Les aides publiques françaises contestées: la France est dans la ligne de mire de la Commission européenne dans deux affaires concernant des aides publiques accordées, les unes à EDF, les autres, à la Société nationale Corse-Méditerranée (SNCM).

Les annonces faites par la Commission le 02/05/2013 ne laissent pas beaucoup d'espoir d'une solution favorable pour l'état français et pour les entreprises concernées.

Dans l'affaire qui concerne EDF, la Cour de justice de l'Union européenne a annulé la décision qu'avait prise la Commission (et qui était contestée devant elle) d'interdire des mesures fiscales jugées indument avantageuses pour EDF et d'ordonner à EDF de rembourser cette aide (voir la brève d'information: la Cour de justice de l'UE annule la décision de la Commission européenne interdisant une "ristourne fiscale en faveur d'EDF" b612). La Cour a jugé que la Commission n'avait pas correctement mené son enquête et qu'elle avait commis une erreur de droit en oubliant d'examiner certains points, ce qui avait donc conduit à l'annulation de la décision prise au terme de l'enquête. La Commission a annoncé le 03/05 la réouverture de l'enquête, cette fois en tenant compte des observations de la Cour.

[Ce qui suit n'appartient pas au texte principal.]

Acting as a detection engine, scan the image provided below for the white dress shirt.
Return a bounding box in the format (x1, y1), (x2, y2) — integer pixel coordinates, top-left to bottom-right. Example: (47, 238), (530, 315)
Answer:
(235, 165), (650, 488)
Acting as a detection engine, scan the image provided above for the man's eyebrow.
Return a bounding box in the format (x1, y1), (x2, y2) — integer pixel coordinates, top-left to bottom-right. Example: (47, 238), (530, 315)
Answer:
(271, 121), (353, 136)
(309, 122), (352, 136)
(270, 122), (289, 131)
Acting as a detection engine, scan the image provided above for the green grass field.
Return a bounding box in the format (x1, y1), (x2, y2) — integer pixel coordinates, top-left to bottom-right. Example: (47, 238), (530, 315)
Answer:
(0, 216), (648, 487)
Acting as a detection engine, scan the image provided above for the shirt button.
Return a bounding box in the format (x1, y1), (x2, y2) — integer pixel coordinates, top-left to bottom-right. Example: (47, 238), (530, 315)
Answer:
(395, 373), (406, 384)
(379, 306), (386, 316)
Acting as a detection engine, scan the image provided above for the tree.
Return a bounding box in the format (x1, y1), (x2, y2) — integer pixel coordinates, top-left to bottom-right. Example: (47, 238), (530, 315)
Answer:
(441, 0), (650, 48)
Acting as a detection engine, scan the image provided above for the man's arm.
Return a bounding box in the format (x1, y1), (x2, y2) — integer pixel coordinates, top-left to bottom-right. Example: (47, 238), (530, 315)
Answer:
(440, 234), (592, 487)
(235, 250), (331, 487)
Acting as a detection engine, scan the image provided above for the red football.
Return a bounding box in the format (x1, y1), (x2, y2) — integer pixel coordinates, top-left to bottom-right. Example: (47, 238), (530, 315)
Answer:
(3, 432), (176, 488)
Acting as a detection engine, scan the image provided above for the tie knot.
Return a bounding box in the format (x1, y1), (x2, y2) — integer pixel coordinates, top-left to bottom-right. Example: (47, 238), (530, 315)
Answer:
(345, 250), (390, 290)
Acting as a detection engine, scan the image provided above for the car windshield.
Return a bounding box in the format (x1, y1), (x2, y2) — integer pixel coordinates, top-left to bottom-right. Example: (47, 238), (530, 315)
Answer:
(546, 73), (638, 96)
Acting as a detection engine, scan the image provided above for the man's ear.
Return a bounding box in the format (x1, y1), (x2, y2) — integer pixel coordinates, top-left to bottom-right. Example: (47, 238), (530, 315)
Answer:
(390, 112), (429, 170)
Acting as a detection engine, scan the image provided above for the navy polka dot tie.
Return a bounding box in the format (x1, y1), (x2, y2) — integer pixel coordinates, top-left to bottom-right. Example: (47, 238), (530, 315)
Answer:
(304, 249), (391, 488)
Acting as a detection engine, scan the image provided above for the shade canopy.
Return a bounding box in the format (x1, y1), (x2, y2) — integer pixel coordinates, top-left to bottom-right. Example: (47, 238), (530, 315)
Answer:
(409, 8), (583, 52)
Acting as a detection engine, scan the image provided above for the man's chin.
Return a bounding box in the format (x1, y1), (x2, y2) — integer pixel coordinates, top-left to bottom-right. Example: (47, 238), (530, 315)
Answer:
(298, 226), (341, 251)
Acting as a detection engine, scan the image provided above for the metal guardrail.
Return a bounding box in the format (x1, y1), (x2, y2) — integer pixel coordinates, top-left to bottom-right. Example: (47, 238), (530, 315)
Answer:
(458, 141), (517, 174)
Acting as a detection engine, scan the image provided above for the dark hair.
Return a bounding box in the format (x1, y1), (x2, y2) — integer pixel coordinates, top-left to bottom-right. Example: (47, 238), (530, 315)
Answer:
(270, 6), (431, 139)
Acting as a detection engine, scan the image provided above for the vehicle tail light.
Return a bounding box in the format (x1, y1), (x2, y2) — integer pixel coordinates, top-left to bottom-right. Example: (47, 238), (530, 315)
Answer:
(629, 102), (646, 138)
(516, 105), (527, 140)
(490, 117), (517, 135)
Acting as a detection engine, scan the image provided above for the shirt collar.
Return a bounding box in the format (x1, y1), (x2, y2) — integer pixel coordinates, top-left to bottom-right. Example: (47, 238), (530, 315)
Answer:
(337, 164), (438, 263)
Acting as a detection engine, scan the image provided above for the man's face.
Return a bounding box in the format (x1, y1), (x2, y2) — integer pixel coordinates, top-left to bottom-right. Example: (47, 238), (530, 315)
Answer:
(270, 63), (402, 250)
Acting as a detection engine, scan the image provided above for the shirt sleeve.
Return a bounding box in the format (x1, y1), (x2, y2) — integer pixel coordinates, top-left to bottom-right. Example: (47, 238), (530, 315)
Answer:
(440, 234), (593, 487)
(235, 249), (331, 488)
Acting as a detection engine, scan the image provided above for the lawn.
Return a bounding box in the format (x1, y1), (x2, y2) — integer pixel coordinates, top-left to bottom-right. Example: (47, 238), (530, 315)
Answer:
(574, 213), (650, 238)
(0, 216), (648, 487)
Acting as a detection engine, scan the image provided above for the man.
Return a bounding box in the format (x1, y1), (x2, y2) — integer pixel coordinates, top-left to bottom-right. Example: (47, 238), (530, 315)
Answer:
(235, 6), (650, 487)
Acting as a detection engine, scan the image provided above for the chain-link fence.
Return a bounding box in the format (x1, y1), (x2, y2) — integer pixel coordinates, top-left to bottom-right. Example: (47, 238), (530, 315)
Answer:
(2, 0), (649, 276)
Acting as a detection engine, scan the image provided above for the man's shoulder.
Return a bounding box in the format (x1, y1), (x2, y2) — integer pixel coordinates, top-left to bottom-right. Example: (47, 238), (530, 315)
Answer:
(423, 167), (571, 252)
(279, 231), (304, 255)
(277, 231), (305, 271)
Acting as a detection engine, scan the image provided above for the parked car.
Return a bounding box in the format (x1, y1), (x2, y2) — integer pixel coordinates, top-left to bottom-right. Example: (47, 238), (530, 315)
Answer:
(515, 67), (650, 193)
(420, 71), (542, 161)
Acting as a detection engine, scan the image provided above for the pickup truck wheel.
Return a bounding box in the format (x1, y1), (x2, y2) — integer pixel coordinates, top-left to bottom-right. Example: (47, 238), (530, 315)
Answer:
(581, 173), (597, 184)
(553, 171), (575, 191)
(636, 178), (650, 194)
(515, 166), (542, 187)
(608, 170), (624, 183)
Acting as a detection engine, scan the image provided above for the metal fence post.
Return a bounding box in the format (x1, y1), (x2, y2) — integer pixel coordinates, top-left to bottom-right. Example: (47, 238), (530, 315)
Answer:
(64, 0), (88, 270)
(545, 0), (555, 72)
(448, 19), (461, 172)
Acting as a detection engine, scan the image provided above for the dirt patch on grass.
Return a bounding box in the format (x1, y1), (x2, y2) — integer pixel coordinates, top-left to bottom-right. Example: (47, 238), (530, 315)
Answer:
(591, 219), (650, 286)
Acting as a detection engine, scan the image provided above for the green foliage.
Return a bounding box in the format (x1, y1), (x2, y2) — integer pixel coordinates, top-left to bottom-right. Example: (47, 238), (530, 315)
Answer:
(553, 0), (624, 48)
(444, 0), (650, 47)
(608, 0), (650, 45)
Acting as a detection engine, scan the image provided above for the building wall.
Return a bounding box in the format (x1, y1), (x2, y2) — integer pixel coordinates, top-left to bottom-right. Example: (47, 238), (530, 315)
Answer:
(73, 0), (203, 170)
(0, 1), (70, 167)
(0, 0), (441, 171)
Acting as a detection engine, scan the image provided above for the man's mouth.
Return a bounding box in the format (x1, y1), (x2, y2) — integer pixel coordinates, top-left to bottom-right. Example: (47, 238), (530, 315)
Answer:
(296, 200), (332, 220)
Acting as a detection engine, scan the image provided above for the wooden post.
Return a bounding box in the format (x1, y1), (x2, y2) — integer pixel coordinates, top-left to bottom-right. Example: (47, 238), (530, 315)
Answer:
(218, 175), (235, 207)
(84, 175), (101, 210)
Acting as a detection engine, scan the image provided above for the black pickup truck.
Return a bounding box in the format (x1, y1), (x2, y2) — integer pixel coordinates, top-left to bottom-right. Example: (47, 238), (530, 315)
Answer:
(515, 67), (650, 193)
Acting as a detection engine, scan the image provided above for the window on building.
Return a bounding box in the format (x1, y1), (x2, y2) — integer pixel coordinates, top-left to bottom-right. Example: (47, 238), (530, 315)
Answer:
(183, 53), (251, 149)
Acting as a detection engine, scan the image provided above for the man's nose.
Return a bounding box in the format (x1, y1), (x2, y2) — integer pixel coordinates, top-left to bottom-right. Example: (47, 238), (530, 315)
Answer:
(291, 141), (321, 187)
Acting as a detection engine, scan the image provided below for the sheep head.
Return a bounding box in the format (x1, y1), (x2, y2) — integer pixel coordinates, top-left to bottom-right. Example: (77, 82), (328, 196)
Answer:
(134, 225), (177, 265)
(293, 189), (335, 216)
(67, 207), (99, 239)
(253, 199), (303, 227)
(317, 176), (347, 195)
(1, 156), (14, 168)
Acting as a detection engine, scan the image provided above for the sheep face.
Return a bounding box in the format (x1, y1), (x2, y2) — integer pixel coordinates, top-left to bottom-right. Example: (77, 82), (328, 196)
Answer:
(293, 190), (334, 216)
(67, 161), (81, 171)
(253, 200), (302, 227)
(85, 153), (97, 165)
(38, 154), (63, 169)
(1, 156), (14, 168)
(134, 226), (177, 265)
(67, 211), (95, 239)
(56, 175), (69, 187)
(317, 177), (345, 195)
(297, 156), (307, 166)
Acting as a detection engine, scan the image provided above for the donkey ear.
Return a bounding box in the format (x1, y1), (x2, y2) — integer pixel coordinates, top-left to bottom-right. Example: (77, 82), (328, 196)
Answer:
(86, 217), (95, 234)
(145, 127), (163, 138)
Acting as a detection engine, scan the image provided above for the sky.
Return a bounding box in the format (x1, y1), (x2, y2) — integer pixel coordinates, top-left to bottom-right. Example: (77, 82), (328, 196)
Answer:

Quant à l'enquête concernant la SNCM, ouverte en juin 2012 à la suite de la plainte d'un concurrentde la société, elle est à présent close.

La SNCM assure la desserte maritime dite "de base" entre la Corse et Marseille, afin d'assurer la continuité territoriale. En contrepartie, elle reçoit de l'état français des aides destinées à compenser les sujétions de service public, des compensations qui sont conformes aux règles de l'UE en matière d'aides d'Etat applicables aux services publics, selon la Commission. Mais les aides que perçoit la SNCM pour un service dit "complémentaire" destiné à couvrir les périodes de pointe pendant la saison touristique peuvent être considérées comme une violation des règles du droit communautaire de la concurrence dans la mesure où elles "ne viennent compenser aucun besoin réel de service public" estime la Commission. Ces subventions ont procuré un avantage injustifié à la SNCM et doivent par conséquent être restituées aux contribuables, a-t-elle décidé.

Mais, compte tenu des délais de procédure, les autorités françaises, EDF et la SNCM ont encore un répit.